The news on death rates is out. It promises to drive U.S. hospitals toward further improvement in clinical performance. Eventually, fewer hospital patients will face unnecessary death. In the meantime, some hospitals may begin a slow death.
Without a doubt, the federal government has taken a giant stride in measuring and reporting hospital performance. The Hospital Compare website now posts reports based on deaths that occur with 30 days of admission among the 35 million Medicare beneficiaries.
Upside
The improved reporting method:
- uses heart attack, heart failure and pneumonia deaths to reflect overall performance
- compensates for differences in the acuity of patient populations
- retains simple categories for comparison
- delivers a 95 percent confidence level that each hospital is in the right category.
Downside
The new comparison data:
- assigns most hospitals to the "as expected" category, making comparisons difficult
- does not account for DNR orders of deficient follow-up care outside the hospital
- runs the risk of patients and consumers "over-interpreting" mortality rates
- places 115 hospitals, deemed to have higher than average death rates, on the spot.
Flip Side
Transparency around death rates is likely to improve performance and cull hospitals unable to reach posted standards. It's a new round of survival of the fittest.
If patients and consumers react strongly and stay away from hospitals that have higher death rates, the resulting loss of fiscal resources not only will make it difficult to make improvements, but also hasten the demise of hospitals already in the red.
Likewise, if physicians, nurses and staff lose faith in their hospital's ability to reach higher performance standards, their response will slow progress in achieving them.
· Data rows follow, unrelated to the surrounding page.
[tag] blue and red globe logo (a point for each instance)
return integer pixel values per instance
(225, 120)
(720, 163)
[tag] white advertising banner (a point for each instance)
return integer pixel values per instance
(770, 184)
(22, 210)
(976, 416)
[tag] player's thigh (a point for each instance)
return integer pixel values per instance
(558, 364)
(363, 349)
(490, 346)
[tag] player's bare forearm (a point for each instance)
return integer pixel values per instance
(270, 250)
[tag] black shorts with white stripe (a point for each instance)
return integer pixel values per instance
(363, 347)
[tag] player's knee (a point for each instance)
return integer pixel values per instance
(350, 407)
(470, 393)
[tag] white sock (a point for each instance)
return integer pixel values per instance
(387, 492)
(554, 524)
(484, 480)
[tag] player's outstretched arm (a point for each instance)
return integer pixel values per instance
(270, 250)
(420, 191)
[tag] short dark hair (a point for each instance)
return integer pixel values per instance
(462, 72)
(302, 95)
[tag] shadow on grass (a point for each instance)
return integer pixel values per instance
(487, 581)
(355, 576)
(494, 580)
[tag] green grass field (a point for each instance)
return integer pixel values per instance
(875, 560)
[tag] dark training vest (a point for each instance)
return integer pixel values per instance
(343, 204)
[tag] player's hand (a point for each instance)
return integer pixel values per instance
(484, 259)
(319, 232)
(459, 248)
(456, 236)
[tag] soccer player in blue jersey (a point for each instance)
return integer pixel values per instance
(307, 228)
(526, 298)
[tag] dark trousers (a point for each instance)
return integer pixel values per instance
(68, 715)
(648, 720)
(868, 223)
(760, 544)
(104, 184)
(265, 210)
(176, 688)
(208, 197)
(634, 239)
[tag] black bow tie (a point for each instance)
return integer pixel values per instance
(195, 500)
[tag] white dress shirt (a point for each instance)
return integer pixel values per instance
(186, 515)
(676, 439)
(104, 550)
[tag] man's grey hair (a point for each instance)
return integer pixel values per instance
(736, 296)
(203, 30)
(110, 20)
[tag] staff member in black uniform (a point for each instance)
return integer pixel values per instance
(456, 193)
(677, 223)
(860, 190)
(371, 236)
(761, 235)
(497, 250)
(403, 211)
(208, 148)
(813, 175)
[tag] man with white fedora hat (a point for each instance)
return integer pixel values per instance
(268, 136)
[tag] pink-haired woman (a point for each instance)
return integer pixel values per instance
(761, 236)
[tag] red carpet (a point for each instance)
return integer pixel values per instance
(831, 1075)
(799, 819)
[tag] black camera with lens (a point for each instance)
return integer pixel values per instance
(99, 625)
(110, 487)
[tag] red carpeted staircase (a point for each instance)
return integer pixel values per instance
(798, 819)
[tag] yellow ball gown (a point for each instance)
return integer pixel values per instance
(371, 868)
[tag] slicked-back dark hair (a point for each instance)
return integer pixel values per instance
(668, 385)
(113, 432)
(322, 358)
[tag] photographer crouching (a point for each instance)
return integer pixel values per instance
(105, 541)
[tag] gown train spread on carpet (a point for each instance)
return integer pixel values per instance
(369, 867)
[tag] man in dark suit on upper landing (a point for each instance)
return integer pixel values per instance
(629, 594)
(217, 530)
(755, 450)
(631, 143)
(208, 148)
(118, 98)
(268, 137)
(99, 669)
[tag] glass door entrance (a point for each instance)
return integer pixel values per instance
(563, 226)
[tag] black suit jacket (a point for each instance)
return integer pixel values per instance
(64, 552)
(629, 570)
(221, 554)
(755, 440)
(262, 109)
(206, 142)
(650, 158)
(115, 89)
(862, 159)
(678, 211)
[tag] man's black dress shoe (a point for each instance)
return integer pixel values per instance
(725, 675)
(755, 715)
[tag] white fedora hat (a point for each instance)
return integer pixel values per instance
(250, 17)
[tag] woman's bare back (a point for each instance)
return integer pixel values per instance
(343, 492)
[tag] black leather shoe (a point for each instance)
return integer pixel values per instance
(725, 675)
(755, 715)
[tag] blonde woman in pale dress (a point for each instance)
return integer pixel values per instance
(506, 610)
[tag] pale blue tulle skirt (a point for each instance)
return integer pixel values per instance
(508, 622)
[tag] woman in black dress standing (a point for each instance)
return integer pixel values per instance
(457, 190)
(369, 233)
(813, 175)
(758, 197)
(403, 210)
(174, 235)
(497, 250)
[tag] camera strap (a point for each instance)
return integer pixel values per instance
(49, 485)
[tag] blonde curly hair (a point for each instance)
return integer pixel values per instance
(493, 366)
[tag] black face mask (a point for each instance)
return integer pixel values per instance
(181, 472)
Every hospital has highly trained physicians, nurses and staff who are dedicated to providing the absolute best care they can with available resources. The sad truth is that all that extraordinary talent, dedication and technology is undermined by a healthcare system that is an outmoded hodgepodge of ineffective governance, finance and information-sharing.
With the publication of death rates and subsequent media push, hospital communications teams have a lot of explaining to do. Updates from Quality Advisory offer help. But these communicators will need to offer hope.